There’s certain people with impeccable memory, I’m surely not one of them. It was when I was reading the book GRIP by Rick Pastoor that I realized why it’s bad to keep things in your head: they stay in your head and you’re reminded of them (even if you don’t need it). On one hand you’d say this is a very handy feature, you’ll (hopefully) be remembered when you’re in the super market to buy the milk you needed for a few days already, but on the other hand there’ll also be plenty of times you’ll be reminded of it when it’s actually not that useful, such as when trying to sleep. I’m sure you can think of an example when this has happened in the last week.

To overcome this problem and prevent your brain from getting overcrowded, it’s good to store things somewhere else and know where to find them. For example, when people ask me to do things I immediately put them down in my todo list (in Todoist). If I don’t have my phone near me, I usually at least write it down on a post it note or something to process later. This way, my head doesn’t need to remember to send that one colleague a certain paper, but can instead focus on more important things.
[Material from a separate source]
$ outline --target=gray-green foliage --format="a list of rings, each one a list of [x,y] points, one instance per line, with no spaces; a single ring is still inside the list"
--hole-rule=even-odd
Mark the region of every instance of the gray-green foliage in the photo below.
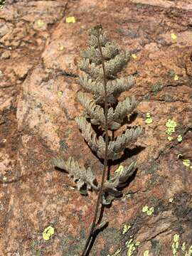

Make sure the barrier for this is very, very low, so it’s as easy as possible to get things out of your head. I have the Todoist widget right on the home screen of my phone and adding a task, is just a few clicks away.
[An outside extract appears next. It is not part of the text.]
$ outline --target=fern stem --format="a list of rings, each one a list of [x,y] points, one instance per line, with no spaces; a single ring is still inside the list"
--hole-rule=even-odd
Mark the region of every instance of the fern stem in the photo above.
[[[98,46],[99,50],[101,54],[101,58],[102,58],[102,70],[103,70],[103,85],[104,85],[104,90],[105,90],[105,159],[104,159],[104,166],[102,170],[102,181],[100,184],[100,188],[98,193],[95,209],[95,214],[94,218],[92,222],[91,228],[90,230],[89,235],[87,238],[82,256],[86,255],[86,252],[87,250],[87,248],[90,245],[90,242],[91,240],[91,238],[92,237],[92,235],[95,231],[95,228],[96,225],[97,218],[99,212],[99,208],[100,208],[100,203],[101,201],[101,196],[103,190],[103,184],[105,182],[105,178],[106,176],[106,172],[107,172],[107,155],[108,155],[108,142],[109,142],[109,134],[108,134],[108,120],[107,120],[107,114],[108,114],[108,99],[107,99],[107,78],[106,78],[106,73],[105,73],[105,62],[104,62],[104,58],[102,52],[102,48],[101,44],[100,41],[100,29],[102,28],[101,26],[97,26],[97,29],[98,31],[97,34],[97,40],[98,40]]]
When you’re starting with using a todo list, just start with the basics. Don’t bother just yet about all the fancy features, such as tags, reminders, dates, priorities etc. Just use it to keep a list of things that pop up in your mind. You’ll see that as soon as you start using this and be strict on yourself to put things in there, you’ll be able to let things go a bit more, because you know they’re in your todo list.

I highly recommend Todoist, it’s cross-platform, has a good free version and had tons of features (tags, priorities, projects, etc.) for you to use once you get to the feeling of needing those.